Ho trascritto per intero la questione. Per la curiosità di seguire le piste battute dall’autore sotto la scorta dei temi del De bono comuni (il tutto è superiore e trascina con sé la parte); e perché essa si riallaccia all’utilizzazione omiletica del medesimo problema. Ché il tenore di legalismo cultuale denunciato dalla superficie non deve trarre in inganno. Le autorità canonistiche spingono sì la soluzione verso avanzata astrazione di dibattito giuridico; ma la convergenza della questione remigiana con Quodlibet II, 14 dell’anonimo francescano di cui sotto n° 3 (qui gli uditori pongono domande a partire da casi concreti) fa credere che si dibattessero problemi sollevati da qualche caso d’omicidio perpetrato nei recinti d’una chiesa nella turbolenta Firenze del tempo. Il sermone Dilexit ecclesiam (sotto n° 2 e n° 3) non è stato predicato secondo la lettera della redazione consegnata al sermonario, se vi si riversa una questio scolastica. Ma è pur sempre materiale rimesso in collezioni omiletiche e destinato a frati meno abili nel confezionare il sofisticato sermo novus. Testimonianza eloquente dell’osmosi tra elaborazione di scuola e materia predicabile, tra cattedra e pulpito. E non è l’unico esempio, nelle opere di Remigio, di dottrine messe a punto in scritti frutto d’attività accademica (commentari e questioni) e riproposte in chiave omiletica nei sermoni. La cattedra era meno distante dal pulpito di quanto si è soliti pensare. Il pulpito faceva da ponte tra elaborazione di scuola e folle che ascoltavano le prediche nelle chiese dei mendicanti, o nelle piazze cittadine. Inoltre nel dibattito sulla chiesa da riconciliare per effusione di sangue s’inserisce una voce francescana di Santa Croce che potrebbe suggerire un dialogo col maestro domenicano di SMN. Intravediamo qualche filo dei rapporti tra le due grandi comunità mendicanti di Firenze, portatrici - all’interno della medesima matrice evangelica - d’istanze pastorali e teologiche già notevolmente divaricate. Raccogliamo prima gli altri dati.

2. Quinto sermone su san Tommaso da Canterbury, Dilexit ecclesiam et semet ipsum tradidit pro ea. Eph. 5[,25] (cod. D, ff. 63rb-64vb).

Secundo habuit [beatus Thomas] comunitatem, sive fuit comunis, quia ecclesiam. Ecclesia enim nichil aliud est quam congregatio fidelium. Plus enim debet amari bonum comune ecclesie quam bonum unius singularis persone; unde Tullius in Invectiva contra Salustium «Quantum quisque rei publice studuit tantum meus amicus aut inimicus fuit». Vide in tractatu De bono comuni (…).
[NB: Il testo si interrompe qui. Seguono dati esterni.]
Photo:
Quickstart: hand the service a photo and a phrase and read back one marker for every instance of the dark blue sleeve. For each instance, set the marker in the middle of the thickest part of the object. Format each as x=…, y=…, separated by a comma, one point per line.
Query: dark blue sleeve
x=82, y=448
Et hoc est contra perversitatem sive amorem innaturalem multorum civium qui, ut serviant uni amico suo etc., parum curant de dampno comunis. Secundum enim amorem naturalem, totum prefertur parti. De quo Act. 19[,32] «Erat ecclesia confusa» scilicet propter promotionem istius vel illius singularis indigni (f. 64ra).

3. Poco dopo nel corso del medesimo sermone è introdotta la questione «Utrum autem ecclesia materialis in qua occiditur martir et effunditur sanguis eius...»: formulazione e testo sono identici a quelli di cod. G3 (sopra n° 1). Trascrivo il solo brano del rimando: «Et preterea, illi qui dicunt quod oportet reconciliare ecclesiam, sicut Huguiccio dicit quod locus ille in quo cecidit sanguis non est reconciliandus sed cooperiendus et venerandus, si ergo pars illa in qua commictitur peccatum effusionis, ac per hoc magis fedatur, per virtutem illius sanguinis sufficienter a pollutione purgatur, quia [quare G3] ergo non tota alia ecclesia per virtutem ipsius purgabitur? precipue cum pars habeat ordinem ad totum et non sit pars nisi in quantum est in toto, sicut diffuse ostenditur in tractatu De bono comuni» (cod. D, f. 64va; tutta la questione a f. 64rb-vb).